05-07-2025 JOURE – De ministeries van Landbouw, Visserij, Voedselzekerheid en Natuur en van Infrastructuur en Waterstaat, Rijkswaterstaat en STOWA hebben het programmaplan ‘Omgaan met zout in landbouw, natuur en waterbeheer’ laten opstellen. De aanleiding is de toenemende verzilting van water en bodem mede door klimaatverandering.
Het programmaplan levert veel kennisvragen op, die zijn geagendeerd. Voor 2025 is 400.000 euro beschikbaar om een start te maken met de uitvoering van het programma. De programmapartners hebben de intentie de komende tijd de financiering voor de looptijd van het gehele meerjarige programma – geschat op 1 miljoen euro per jaar – op tafel te krijgen.
Klimaatverandering betekent dat rekening gehouden moet worden met meer en langer aanhoudende perioden van droogte in het voorjaar en de zomer, én ook met zeespiegelstijging. Deze effecten leiden tot meer verzilting van grondwater en oppervlaktewater en vervolgens ook van het bodemvocht in vooral het westen en noorden van Nederland. Door de toename van het neerslagtekort in de zomer wordt de mogelijkheid om zoetwater aan te voeren door de grote rivieren bovendien kleiner.
De ontwikkelingen hebben gevolgen voor het water- en bodemsysteem en de uiteenlopende grondgebruiksfuncties, met name landbouw en natuur. Het resulteert in diverse vragen in het waterbeheer die spelen op lokale, regionale en landelijke schaal. Maar ook in andere sectoren zoals drinkwater, industrie, landbouw en natuur zijn er gevolgen. Het is belangrijk dat enkele fundamentele kennishiaten worden ingevuld. Dat moet gaan gebeuren in dit programma.
Bij de uitvoer van het programma zijn in 2025 de kennisinstituten Wageningen Environmental Research, Wageningen Plant Research, Deltares, KWR en Van Geest Ecologie betrokken. De samenwerking met SALTA zal in de komende tijd worden versterkt. Het programma richt zich op vier hoofdvragen, die weer zijn onderverdeeld in een groot aantal deelvragen:
- Hoe zout is het bodemvocht en welke processen spelen hierbij een rol?
- Hoe zouttolerant zijn gewassen en natuurlijke vegetatie in de Nederlandse situatie, en wanneer treedt onherstelbare schade op?
- Hoe maken we de kennis die voortkomt uit antwoorden op de vragen 1. en 2. toepasbaar voor de praktijk, bijvoorbeeld in de vorm van modellen en tools?
- Wat is het effecten van zout op biodiversiteit en aquatische natuur?
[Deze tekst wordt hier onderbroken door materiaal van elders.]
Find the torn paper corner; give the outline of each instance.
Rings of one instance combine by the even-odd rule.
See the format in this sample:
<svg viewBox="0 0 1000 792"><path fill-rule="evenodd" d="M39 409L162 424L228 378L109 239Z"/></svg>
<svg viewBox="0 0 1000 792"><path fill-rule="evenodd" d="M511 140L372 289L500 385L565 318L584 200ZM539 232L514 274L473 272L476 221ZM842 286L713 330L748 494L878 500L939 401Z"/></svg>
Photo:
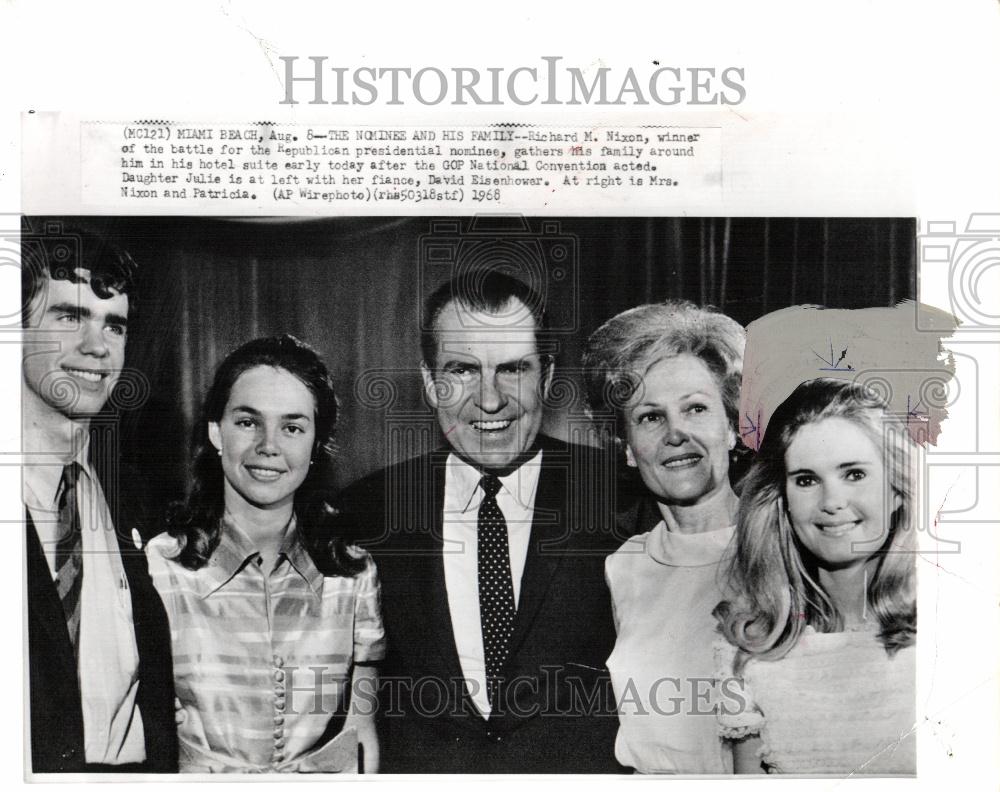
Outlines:
<svg viewBox="0 0 1000 792"><path fill-rule="evenodd" d="M799 305L762 316L747 328L744 442L760 447L768 419L799 384L832 377L872 388L916 442L936 444L957 392L943 344L957 326L946 311L912 301L859 310Z"/></svg>

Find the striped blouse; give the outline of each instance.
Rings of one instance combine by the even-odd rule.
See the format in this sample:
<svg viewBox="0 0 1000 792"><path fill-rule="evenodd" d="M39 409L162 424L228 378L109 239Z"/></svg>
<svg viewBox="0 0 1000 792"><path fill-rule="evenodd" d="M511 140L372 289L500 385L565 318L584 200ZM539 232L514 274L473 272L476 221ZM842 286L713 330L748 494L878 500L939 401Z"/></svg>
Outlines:
<svg viewBox="0 0 1000 792"><path fill-rule="evenodd" d="M340 730L353 666L384 655L371 558L352 548L364 570L324 577L294 518L270 574L229 515L202 569L170 560L177 548L161 534L146 552L170 618L181 771L351 769L343 752L316 748Z"/></svg>

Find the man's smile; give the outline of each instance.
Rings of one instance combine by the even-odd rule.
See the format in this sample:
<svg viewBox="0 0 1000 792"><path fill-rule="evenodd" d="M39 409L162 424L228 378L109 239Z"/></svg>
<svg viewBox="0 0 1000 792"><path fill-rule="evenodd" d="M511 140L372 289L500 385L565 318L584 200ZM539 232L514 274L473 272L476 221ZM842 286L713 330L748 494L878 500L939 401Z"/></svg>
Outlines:
<svg viewBox="0 0 1000 792"><path fill-rule="evenodd" d="M69 376L71 376L73 379L84 380L85 382L101 382L111 373L109 371L72 368L70 366L63 366L62 370L67 374L69 374Z"/></svg>
<svg viewBox="0 0 1000 792"><path fill-rule="evenodd" d="M497 421L472 421L472 428L477 432L502 432L512 423L514 423L513 418L504 418Z"/></svg>

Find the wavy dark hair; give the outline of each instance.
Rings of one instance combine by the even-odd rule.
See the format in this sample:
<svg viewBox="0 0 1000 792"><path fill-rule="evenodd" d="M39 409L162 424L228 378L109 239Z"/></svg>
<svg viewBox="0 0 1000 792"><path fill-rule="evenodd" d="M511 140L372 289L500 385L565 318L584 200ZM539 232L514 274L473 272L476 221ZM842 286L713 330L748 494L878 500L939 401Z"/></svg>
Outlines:
<svg viewBox="0 0 1000 792"><path fill-rule="evenodd" d="M208 425L222 419L236 380L258 366L287 371L306 386L316 401L312 464L302 486L295 492L299 533L323 574L354 576L364 568L364 561L352 555L342 539L330 538L334 511L327 502L326 487L331 480L337 397L330 373L320 356L311 346L291 335L250 341L232 352L216 370L201 419L195 426L190 494L173 504L167 516L167 531L181 546L174 560L188 569L200 569L219 546L225 510L224 477L218 453L209 441Z"/></svg>
<svg viewBox="0 0 1000 792"><path fill-rule="evenodd" d="M87 277L77 270L85 270ZM55 225L42 234L26 234L21 244L21 324L31 327L36 300L49 280L86 284L102 300L128 295L129 313L137 310L138 267L132 256L107 237Z"/></svg>
<svg viewBox="0 0 1000 792"><path fill-rule="evenodd" d="M775 411L744 481L727 576L738 594L715 609L723 634L741 650L739 665L751 656L781 659L806 625L818 632L843 629L843 616L820 584L815 561L795 536L785 497L786 451L799 429L827 418L856 425L882 456L886 480L900 505L876 551L865 596L878 618L886 652L910 646L916 637L914 443L906 426L870 389L814 379L799 385Z"/></svg>
<svg viewBox="0 0 1000 792"><path fill-rule="evenodd" d="M425 301L420 330L424 365L432 373L437 368L437 320L449 305L458 303L470 312L496 314L507 309L512 300L519 301L531 313L535 320L535 345L545 353L545 365L550 364L549 320L542 296L524 281L500 269L478 267L441 284Z"/></svg>

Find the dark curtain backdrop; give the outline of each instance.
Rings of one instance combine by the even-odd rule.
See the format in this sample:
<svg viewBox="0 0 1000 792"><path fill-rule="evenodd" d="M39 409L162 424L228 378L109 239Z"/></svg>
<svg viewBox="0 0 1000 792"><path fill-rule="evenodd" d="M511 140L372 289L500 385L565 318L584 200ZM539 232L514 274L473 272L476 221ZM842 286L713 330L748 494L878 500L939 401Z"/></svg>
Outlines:
<svg viewBox="0 0 1000 792"><path fill-rule="evenodd" d="M26 231L51 221L30 218ZM108 234L140 265L127 362L146 376L149 394L122 414L122 442L147 471L157 506L184 491L192 428L216 365L261 335L293 333L330 366L342 405L335 486L437 444L417 368L420 303L463 265L471 219L445 219L443 231L431 218L57 221ZM586 434L583 343L621 310L682 297L747 324L788 305L887 306L915 293L911 219L520 222L529 230L517 240L542 240L528 248L546 273L554 325L566 330L558 336L565 376L546 424L563 438ZM435 240L452 250L450 261L428 252Z"/></svg>

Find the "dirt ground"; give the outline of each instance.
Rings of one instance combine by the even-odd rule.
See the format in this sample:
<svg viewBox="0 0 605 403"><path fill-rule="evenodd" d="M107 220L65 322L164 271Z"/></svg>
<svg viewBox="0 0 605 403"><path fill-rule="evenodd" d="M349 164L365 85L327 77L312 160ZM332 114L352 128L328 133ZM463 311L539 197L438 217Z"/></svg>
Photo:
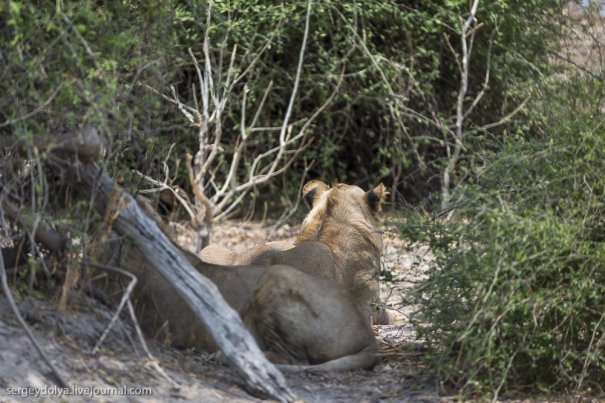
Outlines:
<svg viewBox="0 0 605 403"><path fill-rule="evenodd" d="M384 230L383 264L392 273L392 281L384 282L381 295L390 308L392 324L374 327L382 360L373 371L286 374L288 385L301 401L441 400L435 382L421 365L422 344L416 340L406 316L413 310L406 302L406 289L422 276L421 268L412 264L414 254L424 252L406 251L394 227L385 225ZM273 230L259 223L226 222L215 226L211 242L237 251L265 241L293 240L297 231L297 227L288 225ZM180 231L179 240L182 244L191 244L190 233ZM71 385L80 388L78 396L59 398L55 393L36 398L36 392L52 387L51 375L17 325L5 298L0 298L0 401L258 401L245 392L238 384L237 374L220 360L149 342L154 357L173 382L167 380L142 354L126 317L111 331L101 351L92 355L90 351L112 312L86 296L74 301L63 314L58 314L56 306L44 299L32 297L19 303L22 314L59 371ZM90 395L93 388L96 388L96 396ZM134 388L128 392L135 394L125 396L126 388ZM107 395L112 390L122 395ZM151 395L141 395L149 391Z"/></svg>

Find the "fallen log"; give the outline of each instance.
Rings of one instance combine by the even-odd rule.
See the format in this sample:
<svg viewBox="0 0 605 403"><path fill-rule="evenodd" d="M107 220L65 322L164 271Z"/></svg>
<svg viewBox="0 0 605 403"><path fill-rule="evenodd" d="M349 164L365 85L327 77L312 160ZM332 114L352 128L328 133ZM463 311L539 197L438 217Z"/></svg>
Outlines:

Het programmaplan beoogt een meerjarig onderzoek om zo met langjarige meetreeksen kennis op te bouwen om de vragen over zout in de bodem en zouttolerantie van landbouw en natuur onder Nederlandse omstandigheden te kunnen beantwoorden. Die kennis kan vervolgens benut worden in tools en modellen om het handelingsperspectief voor waterbeheer, landbouw en natuur in kaart te brengen. Dergelijke tools helpen om inzichtelijk te maken waar en wanneer verzilting kan optreden, maar kunnen ook gebruikt worden voor onderbouwde adviezen over bijvoorbeeld aangepaste drainage en beregening.
De onderzoekers hoeven daarbij niet van de grond af aan te beginnen. Tools zoals Waterwijzer Landbouw, Waterwijzer Natuur en de Klimaatstresstest kunnen worden uitgebreid voor het berekenen van effecten van zout. Deze zullen inzetbaar zijn om risico’s op verzilting te kunnen inschatten, ook voor toekomstige omstandigheden. Op basis daarvan kunnen dan ook maatregelen worden doorgerekend om de effectiviteit na te gaan.